Can Neighborhoods Be Revitalized Without Gentrifying Them? (xpost from GD) [View all]
http://www.thenation.com/article/trusting-baltimore-communities/
Last year, the death of Freddie Gray in police custody placed his neighborhood in a tragic spotlight, highlighting an all-too common urban misery: epidemic poverty, blighted lots, and shattered homes. Grays Baltimore has become notorious as the site of failed urban renewal projects, rife with liberal talking points but showing precious little progress in alleviating poverty and joblessness. Theres now a plan to generate change from the inside out, creating community housing as a source of collective healing.
Facing a change in administration in pending elections, activists are pushing a plan before the City Council to devote about $40 million to housing development, not just to fix up vacancies or construct commercial towers but to overhaul neighborhoods through developing Community Land Trusts. As weve reported before, the idea would be to establish communally owned property under a democratic governance structure, which allows residents and the surrounding neighborhood to cooperatively manage land and property use.
Baltimore struggles with both massive abandoned vacancies and pockets of gentrification. Residents face tracts of sky-high rents alongside chronically neglected housing stock, dividing wealthy and impoverished areas. Now the Baltimore Housing Roundtable, a coalition of grassroots groups, envisions a plan to curb displacement and rationalize the twisted housing market. It sees joint ownership as a path to revitalizing community oriented housing....
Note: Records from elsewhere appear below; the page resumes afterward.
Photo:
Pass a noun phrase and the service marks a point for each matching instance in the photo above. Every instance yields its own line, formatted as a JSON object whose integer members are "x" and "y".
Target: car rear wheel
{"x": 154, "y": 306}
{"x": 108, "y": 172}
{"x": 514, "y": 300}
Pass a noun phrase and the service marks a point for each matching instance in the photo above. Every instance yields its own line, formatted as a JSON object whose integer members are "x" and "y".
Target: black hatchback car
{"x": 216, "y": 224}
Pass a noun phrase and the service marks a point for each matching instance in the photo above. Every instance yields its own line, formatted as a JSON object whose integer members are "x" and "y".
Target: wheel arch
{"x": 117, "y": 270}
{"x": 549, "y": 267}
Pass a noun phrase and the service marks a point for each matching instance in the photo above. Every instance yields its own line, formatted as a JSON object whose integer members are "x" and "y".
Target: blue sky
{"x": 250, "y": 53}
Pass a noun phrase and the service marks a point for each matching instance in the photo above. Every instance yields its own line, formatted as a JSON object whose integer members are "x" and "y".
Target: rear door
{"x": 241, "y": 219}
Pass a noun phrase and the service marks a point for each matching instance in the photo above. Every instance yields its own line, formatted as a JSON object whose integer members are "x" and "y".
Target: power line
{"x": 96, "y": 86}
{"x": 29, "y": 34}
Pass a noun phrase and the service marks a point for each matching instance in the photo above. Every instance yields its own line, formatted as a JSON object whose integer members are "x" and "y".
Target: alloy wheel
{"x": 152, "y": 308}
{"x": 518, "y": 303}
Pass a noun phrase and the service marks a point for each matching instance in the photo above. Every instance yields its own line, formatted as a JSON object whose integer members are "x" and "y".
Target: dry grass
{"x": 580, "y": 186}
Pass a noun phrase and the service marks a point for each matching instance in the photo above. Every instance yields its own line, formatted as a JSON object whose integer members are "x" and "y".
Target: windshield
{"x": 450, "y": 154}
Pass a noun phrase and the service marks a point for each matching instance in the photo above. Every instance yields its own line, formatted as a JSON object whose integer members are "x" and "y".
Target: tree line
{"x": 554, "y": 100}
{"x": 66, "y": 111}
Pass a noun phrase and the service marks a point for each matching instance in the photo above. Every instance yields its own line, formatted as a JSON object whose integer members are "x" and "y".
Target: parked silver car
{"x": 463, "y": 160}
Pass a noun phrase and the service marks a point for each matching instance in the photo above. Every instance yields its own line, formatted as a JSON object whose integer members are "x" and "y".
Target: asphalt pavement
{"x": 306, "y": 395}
Under the CLTs cooperative ownership structure, the resident owns the property, while the community retains the land. The resident pays an annual leasing fee, plus other mortgage and maintenance expenses. When the property is sold, price is controlled through a prearranged agreement with a community authority, with representation from neighbors and public stakeholders such as local officials or community-development organizations. The homeowner can share in any appreciation of the sales value.